Bereits in zwei Wochen wird der Hassia-Paddler zum Ausdauertest im Outrigger (Auslegerboot) und zum Techniktraining im Drachenboot in Duisburg (NRW) antreten. Auf der Weltmeisterschaft der Vereinsmannschaften treten in Hong Kong (Asien) mit Marco Cardillo, Christian Köhler (beide Hassia) und Oliver Friedl (PC Wißmar) noch drei weitere heimische Wassersportler im Boot der "Wannsee Dragons" (Berlin) an.

Einen weiteren Start plant Trzenschiok bei der offiziellen Weltmeisterschaft mit der Nationalmannschaft in Budapest (Ungarn) und auch dort visiert er eine Medaille an.
Seine nächste Hürde steht Trzenschiok mit dem Mannschaftstest bevor, um einer WM-Nominierung ein Stück näher zu kommen.
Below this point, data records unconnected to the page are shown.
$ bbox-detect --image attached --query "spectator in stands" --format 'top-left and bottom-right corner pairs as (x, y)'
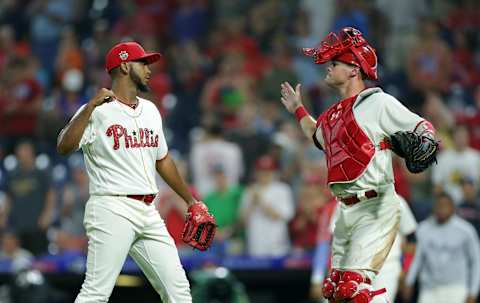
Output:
(157, 155), (200, 248)
(171, 0), (209, 43)
(39, 68), (88, 146)
(204, 164), (243, 249)
(456, 86), (480, 150)
(0, 57), (43, 148)
(457, 176), (480, 236)
(55, 155), (88, 252)
(406, 17), (453, 94)
(190, 121), (244, 196)
(4, 140), (55, 255)
(404, 192), (480, 303)
(432, 125), (480, 204)
(27, 0), (78, 83)
(240, 155), (294, 257)
(200, 51), (255, 128)
(0, 229), (34, 273)
(54, 27), (84, 83)
(421, 92), (455, 149)
(289, 174), (329, 253)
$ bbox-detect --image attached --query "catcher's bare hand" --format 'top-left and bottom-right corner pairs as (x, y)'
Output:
(89, 88), (115, 108)
(280, 82), (303, 113)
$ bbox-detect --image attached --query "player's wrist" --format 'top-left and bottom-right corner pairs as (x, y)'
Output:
(294, 105), (309, 122)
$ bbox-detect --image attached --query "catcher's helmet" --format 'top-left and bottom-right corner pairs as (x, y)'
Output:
(303, 27), (378, 80)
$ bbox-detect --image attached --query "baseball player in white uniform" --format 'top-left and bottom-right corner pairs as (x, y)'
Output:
(57, 42), (216, 303)
(280, 27), (438, 303)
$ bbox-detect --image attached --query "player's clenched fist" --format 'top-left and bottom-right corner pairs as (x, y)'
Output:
(89, 88), (115, 107)
(280, 82), (303, 113)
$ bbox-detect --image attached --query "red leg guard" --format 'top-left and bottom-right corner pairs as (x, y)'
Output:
(350, 288), (387, 303)
(322, 269), (341, 299)
(323, 270), (386, 303)
(334, 271), (364, 300)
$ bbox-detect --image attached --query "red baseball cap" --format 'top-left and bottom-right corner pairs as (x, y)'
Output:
(105, 41), (161, 72)
(255, 155), (278, 171)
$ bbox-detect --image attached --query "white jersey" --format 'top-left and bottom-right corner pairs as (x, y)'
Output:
(190, 138), (244, 196)
(315, 88), (424, 197)
(73, 97), (168, 195)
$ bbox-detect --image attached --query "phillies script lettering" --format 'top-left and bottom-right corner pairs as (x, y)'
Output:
(106, 124), (159, 150)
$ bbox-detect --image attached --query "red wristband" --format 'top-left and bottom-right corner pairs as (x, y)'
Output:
(294, 106), (308, 122)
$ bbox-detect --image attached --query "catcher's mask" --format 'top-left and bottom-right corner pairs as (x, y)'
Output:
(303, 27), (378, 80)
Zudem starten am 19. Mai die heimischen Paddler in Giglio (Italien), um über die 21 km-Distanz beim Allwave-Cup auf dem Meer ihre Ausdauerfähigkeiten im Outriggerboot zu zeigen. Andreas Trzenschiok und Marco Cardillo starten im Einer, Christian Köhler startet mit Vereinskamerad Lukas Kern im Zweier bei diesem Wettkampf, bei dem bislang Sportler aus neun Nationen ihre Teilnahme gemeldet haben.